If you rely too much on A/B testing it is easy though to get stuck in a local minimum defined by users' expectations... Or to build a site that generates a lot of revenue but that's not optimal for users, and when a competitor breaks out of the local minimum by changing the paradigm, all the users go there.
This is true in general, but in this specific case looking at the biggest online marketplaces (e.g. amazon, aliexpress, ...) they come from completely different places and have converged to the same kind of conclusion.
There might be other paradigms looming out there, but the current situation is not just people lazily relying on A/B testing.
The same kind of conclusion? Amazon and AliExpress have wildly different design philosophies. One has pointless, hard to use coupons and mini games, and the other is Amazon.

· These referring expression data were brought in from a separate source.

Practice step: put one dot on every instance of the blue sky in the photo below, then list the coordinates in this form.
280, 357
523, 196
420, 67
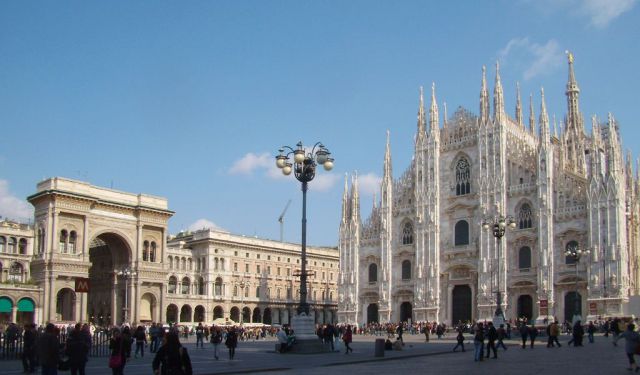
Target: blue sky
191, 101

I use AliExpress _in spite of_ their UI, not because of it.
Aren’t both at the same level ? Amazon is horrible in many many ways.
You’d think a bookstore would have a good way to show books of the same series in order, and make it easy to find any specific issue. Or help you follow random authors, and not just some handpicked ones, or notify you of a new book coming out in the future. All of these use cases are mildly (wildly) broken and it was the core of their business for a long time.
When I say they are similar, I’m thinking mostly about how they’re ignoring “pretty” and “logical” design trends and stick to very basic while chaotic page designs.
It's just as often that one optimizes for minima than for maxima (eg. latency or revenue). When there isn't a natural orden it's a coin flip (eg compounding latency and revenue in a single function). And anyways both are functionally equivalent by means of order invertion.
Personally, when speaking in abstract I stick to saying "local extremum" just to avoid this nagging question.